As an example – a strategy that is trading for a 1 tick profit in ES has a high cost ratio. You can get a round trip below 4 USD – so we assume 5 USD for a trade (which also covers the occasional little slip). Sadly a 12.5 USD Profit with a 5 USD cost is not a lot of profit left and if you occasionally get out at a loss or a scratch (a trade with 0 gross profit, exit and enter at the same time) the costs are still there. This means that even if this strategy shows a profit, it is a VERY unstable result that is unlikely to be reproducible. Not only does it need a terrific high success rate to make a total net profit, it also is extremely reliant on the cost not going up and the simulation being super accurate.

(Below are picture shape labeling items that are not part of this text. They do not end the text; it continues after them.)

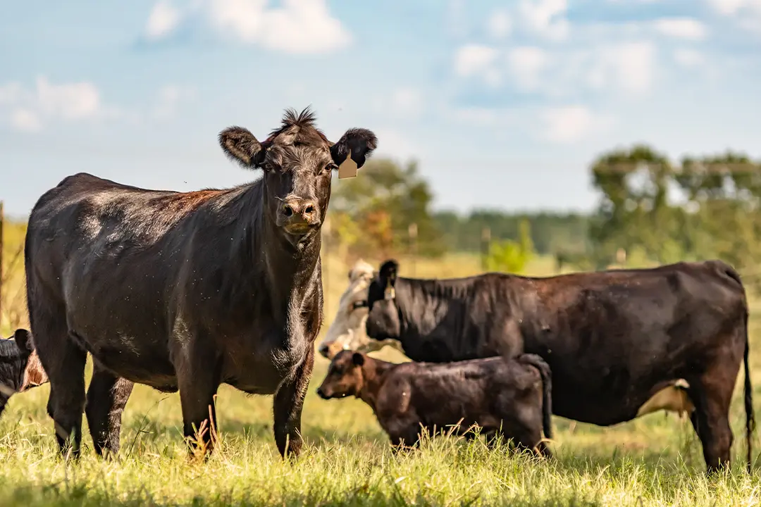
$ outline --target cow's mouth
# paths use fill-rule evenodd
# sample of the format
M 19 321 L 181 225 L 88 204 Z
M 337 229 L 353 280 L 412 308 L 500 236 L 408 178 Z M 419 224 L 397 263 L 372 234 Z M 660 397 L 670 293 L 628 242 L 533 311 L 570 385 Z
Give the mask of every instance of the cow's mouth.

Get the same backtest result with 1 additional tick and then 2 additional tick slippage and see how the numbers change. A solid strategy should survive this – a strategy that makes below 2 ticks net profit per trade is one that may be suited for HFT but it is one that is extremely hard to backtest correctly

Consider the stability of the trades in the backtest

As a last fast check, let us have a look at the profit stability. A good strategy will be consistent. Real consistency is very hard to achieve – and mostly a scalping / very short term trade characteristics, though you can do that in stocks also under certain conditions (which mostly focus on trading the strategy on many stocks, but not all of the m at the same time). You want consistent profits. The Sharpe ratio is a good number to assume here (put in 0 as risk free profit, a lot of the formula then can be simplified). Alternatively take the average profit per period (for example a week) and divide it by the standard deviation of the profit in the period. This is an easier formula and has a similar indication. Graphically a good strategy will have a PNL curve in the backtest from the lower left to the upper right, as straight as possible. Losses – which are an integral part of trading – will be controlled and distributed properly, and not out of hand with big outliers and clustered together.

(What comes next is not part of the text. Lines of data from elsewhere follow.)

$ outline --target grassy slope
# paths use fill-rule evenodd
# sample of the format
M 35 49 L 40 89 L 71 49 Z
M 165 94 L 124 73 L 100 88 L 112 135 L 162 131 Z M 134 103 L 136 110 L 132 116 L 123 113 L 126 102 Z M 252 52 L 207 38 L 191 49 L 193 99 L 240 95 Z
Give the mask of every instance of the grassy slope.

Only a validated backtest can be trusted

Strategy development is programming. A backtest is a trial runs. Programming means a lot of testing. This simply is what programmers do when they work on complex decision making systems. An inexperienced strategy developer often focuses on the numbers in the backtest, but totally ignored whether they are correct to start with. Although this is the first step.

After that, once it is validated that the backtest actually trades what it should, the numbers must be looked at. Total profit is meaningless – unless it is a stable profit that also makes sense from the internal distribution of profits, losses and costs.

All this is not curve fitting or over optimization – it is analysing a backtest first for technical validity, then for trading common sense. Do not forget these steps – they can save you a lot of money.